Finding 2, “That the Borough ... is not only unwilling but unable to provide for the residents in the proposed annexed territory the improvements they seek to gain,” is clearly not supported by the evidence. It is based almost solely, if not entirely, on the testimony of one member of the Borough Council who voted for the ordinance and later regretted his action, stating it “was the one and only error I made since I was a member of Council.” That the court attached undue significance to his testimony is evidenced by its statement that “It is significant that William L. Hurst, a member of the Borough Council of Irwin, testified that he had talked with a number of people residing in the territory sought to be annexed, who had expressed to him that their expectations as the result of the annexation were water service, lights, sewage, street improvements, and fire protection.” Although pressed to give the name of any person to whom he had talked, he refused to do so, smugly asserting that “The general expectations seem to be the people in' the Penglyn Area are expecting water service, lights, sewage and street improve*267ments or repairs generally speaking.” He admitted on cross-examination that when the petition for annexation was presented to Council the petitioners said they did not expect anything. His testimony as to the “general expectations” was hearsay, pure and simple, and the objection to it should have been sustained.
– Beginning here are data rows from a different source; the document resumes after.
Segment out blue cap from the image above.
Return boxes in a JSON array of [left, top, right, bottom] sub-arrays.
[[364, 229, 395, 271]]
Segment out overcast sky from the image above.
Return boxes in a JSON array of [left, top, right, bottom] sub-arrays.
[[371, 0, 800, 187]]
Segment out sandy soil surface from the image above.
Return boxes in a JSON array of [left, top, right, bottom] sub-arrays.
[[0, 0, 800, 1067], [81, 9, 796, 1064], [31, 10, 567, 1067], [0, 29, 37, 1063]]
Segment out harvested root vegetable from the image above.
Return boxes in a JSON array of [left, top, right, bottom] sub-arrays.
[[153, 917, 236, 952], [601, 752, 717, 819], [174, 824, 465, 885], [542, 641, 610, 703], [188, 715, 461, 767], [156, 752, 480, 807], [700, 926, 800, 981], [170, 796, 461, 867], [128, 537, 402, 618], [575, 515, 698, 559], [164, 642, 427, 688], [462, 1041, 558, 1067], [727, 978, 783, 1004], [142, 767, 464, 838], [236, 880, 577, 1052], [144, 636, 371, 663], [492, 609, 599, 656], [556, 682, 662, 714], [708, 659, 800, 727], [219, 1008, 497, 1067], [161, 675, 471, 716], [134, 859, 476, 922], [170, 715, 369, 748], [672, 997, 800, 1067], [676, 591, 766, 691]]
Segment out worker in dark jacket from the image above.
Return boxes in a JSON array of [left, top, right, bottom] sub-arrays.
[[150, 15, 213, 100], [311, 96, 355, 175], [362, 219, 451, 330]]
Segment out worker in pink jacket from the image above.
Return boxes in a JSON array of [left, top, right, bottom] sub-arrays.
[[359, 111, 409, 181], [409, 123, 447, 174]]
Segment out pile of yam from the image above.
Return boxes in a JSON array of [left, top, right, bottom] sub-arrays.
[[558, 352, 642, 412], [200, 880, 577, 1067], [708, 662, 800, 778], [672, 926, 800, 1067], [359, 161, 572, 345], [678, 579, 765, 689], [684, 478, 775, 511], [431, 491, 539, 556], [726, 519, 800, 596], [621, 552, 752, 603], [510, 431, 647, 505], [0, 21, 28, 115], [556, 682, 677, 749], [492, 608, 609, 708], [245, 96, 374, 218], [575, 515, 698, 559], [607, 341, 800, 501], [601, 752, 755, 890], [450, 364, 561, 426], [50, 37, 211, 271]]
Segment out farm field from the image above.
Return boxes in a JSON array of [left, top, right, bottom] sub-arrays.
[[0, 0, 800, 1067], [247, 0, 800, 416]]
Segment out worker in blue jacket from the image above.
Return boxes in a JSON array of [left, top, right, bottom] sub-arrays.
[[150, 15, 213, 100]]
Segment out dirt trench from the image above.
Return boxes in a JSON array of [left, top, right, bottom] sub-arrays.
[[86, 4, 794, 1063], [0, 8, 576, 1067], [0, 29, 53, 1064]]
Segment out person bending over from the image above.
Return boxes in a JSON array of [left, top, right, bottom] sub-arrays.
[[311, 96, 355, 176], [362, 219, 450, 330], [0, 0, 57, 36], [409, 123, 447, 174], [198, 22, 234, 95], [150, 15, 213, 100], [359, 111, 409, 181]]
The only competent evidence of the improvements the residents of Penglyn presently seek are fire hydrants (referred to by the witness Hurst as water service) to provide protection against fire, police protection and additional street lights. And it appears from the testimony of the Burgess, the President and two other members of Council that the Borough is both willing and able to provide these benefits at once, without any increase in the tax millage. During the pend-ency of the prior annexation proceeding police protection was furnished to the territory now sought to be annexed. Notwithstanding this evidence the court found as a fact that the “Borough ... is not only unwilling but unable to provide for the residents in the proposed annexed territory the improvements they seek to gain.” Of course the learned court could and obviously did disregard the testimony of the Borough officials who testified for the appellants, but there is no competent evidence other than their testimony on the question; and since there is no competent ■ testimony to support the finding it must be set aside.

Upon a thorough review of the entire record the conclusion is inescapable that the court below abused its discretion in finding that the Borough was “unwilling and unable to provide” for the residents in the proposed annexed territory and in decreeing the ordinance to be illegal and void because it found the proposed annexation to be “ill-advised and improper.”

Decree reversed and record remanded with direction to enter a decree in accordance with this opinion; each party to bear its own costs.